Understanding Merge a Little Better
When Git performs a merge, it looks for three commits:
Fast-Forward or Merge Commit
In very simple cases, one of the two branches doesn't have any new commits since the branching happened - its latest commit is still the common ancestor.
In this case, performing the integration is dead simple: Git can just add all the commits of the other branch on top of the common ancestor commit. In Git, this simplest form of integration is called a "fast-forward" merge. Both branches then share the exact same history.
In a lot of cases, however, both branches moved forward individually.
To make an integration, Git will have to create a new commit that contains the differences between them - the merge commit.
Human Commits & Merge Commits
Normally, a commit is carefully created by a human being. It's a meaningful unit that wraps only related changes and annotates them with a comment.
A merge commit is a bit different: instead of being created by a developer, it gets created automatically by Git. And instead of wrapping a set of related changes, its purpose is to connect two branches, just like a knot. If you want to understand a merge operation later, you need to take a look at the history of both branches and the corresponding commit graph.
Integrating with Rebase
Some people prefer to go without such automatic merge commits. Instead, they want the project's history to look as if it had evolved in a single, straight line. No indication remains that it had been split into multiple branches at some point.
Let's walk through a rebase operation step by step. The scenario is the same as in the previous examples: we want to integrate the changes from branch-B into branch-A, but now by using rebase.
We will do this in three steps
git rebase branch-A // Synchronises the history with branch-A
git checkout branch-A // Change the current branch to branch-A
git merge branch-B // Merge/take the changes from branch-B to branch-A
First, Git will "undo" all commits on branch-A that happened after the lines began to branch out (after the common ancestor commit). However, of course, it won't discard them: instead you can think of those commits as being "saved away temporarily".
Next, it applies the commits from branch-B that we want to integrate. At this point, both branches look exactly the same.
In the final step, the new commits on branch-A are now reapplied - but on a new position, on top of the integrated commits from branch-B (they are re-based).
The result looks like development had happened in a straight line. Instead of a merge commit that contains all the combined changes, the original commit structure was preserved.
Finally, you get a clean branch branch-A with no unwanted and auto generated commits.
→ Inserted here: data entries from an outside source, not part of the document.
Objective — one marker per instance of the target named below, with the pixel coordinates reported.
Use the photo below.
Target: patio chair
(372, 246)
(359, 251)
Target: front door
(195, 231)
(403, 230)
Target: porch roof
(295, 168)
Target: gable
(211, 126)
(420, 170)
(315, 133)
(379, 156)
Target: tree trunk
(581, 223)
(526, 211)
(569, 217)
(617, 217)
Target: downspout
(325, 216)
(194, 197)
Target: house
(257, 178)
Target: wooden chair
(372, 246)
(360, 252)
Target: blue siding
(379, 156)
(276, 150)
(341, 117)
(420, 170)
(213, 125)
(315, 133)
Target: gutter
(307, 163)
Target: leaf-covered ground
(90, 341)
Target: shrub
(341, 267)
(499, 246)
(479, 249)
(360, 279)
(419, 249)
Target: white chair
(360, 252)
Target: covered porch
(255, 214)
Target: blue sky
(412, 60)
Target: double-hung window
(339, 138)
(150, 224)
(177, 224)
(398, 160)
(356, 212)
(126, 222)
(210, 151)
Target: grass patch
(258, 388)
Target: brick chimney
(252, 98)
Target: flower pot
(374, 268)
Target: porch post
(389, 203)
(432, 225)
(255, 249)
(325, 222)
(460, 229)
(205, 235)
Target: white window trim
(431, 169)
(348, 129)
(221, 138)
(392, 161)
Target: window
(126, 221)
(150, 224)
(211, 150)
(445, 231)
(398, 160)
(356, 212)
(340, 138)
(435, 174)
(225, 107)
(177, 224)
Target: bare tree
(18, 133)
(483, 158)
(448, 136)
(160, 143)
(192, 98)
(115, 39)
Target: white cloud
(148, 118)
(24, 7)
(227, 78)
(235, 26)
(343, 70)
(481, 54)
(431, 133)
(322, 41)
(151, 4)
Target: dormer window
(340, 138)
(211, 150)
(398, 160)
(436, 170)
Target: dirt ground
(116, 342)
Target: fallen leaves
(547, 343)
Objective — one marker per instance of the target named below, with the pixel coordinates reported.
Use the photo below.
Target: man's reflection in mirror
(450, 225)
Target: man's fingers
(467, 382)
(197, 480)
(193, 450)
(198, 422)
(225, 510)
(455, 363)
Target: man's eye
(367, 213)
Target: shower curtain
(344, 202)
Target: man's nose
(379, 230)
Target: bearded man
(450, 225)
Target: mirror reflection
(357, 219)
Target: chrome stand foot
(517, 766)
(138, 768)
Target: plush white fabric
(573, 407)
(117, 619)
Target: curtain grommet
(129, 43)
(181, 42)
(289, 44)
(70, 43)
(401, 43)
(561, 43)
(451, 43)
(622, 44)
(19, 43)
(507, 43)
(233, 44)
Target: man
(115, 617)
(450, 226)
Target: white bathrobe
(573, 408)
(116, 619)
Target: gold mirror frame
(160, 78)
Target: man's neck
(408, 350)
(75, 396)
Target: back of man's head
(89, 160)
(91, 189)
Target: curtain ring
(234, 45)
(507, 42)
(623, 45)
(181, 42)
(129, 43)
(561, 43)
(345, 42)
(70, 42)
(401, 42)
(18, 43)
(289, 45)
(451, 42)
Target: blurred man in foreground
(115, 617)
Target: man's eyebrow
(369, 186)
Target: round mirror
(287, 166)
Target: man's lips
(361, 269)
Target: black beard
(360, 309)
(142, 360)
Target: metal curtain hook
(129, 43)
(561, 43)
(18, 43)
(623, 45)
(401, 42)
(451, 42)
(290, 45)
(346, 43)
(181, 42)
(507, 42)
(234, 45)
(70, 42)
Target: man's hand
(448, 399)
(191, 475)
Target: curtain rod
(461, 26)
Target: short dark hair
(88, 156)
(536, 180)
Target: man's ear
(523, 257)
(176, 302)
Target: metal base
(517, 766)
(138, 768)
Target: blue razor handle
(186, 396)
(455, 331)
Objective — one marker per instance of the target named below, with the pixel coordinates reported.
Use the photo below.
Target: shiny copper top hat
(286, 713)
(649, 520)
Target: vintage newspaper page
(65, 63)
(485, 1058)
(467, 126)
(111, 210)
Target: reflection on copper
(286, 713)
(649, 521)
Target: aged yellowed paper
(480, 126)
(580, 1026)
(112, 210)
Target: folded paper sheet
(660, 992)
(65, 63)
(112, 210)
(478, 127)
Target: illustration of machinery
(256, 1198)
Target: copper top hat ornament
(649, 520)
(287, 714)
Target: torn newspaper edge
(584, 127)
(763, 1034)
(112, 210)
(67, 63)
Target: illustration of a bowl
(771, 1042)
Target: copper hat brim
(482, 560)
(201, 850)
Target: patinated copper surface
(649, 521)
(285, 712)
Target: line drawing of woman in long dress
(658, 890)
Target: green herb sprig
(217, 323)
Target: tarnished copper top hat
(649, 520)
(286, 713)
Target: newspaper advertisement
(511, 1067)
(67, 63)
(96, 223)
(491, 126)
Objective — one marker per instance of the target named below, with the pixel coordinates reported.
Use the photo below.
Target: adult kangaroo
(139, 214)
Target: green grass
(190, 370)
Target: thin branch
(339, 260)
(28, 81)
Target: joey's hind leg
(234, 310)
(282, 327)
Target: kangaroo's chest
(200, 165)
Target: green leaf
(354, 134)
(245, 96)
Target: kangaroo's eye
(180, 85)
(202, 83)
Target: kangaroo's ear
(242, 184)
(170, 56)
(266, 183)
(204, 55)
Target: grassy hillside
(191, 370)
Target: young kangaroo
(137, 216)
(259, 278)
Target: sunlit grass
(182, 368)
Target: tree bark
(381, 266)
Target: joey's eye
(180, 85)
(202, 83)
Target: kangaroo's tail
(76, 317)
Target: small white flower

Note: Taken from the awesome post by git-tower
. The disadvantages of rebase
is also a good read in the same post.
Git rebase is used to make the branching paths in history cleaner and repository structure linear.
It is also used to keep the branches created by you private, as after rebasing and pushing the changes to the server, if you delete your branch, there will be no evidence of branch you have worked on. So your branch is now your local concern.
After doing rebase we also get rid of an extra commit which we used to see if we do a normal merge.
And yes, one still needs to do merge after a successful rebase as the rebase command just puts your work on top of the branch you mentioned during rebase, say master, and makes the first commit of your branch as a direct descendant of the master branch. This means we can now do a fast forward merge to bring changes from this branch to the master branch.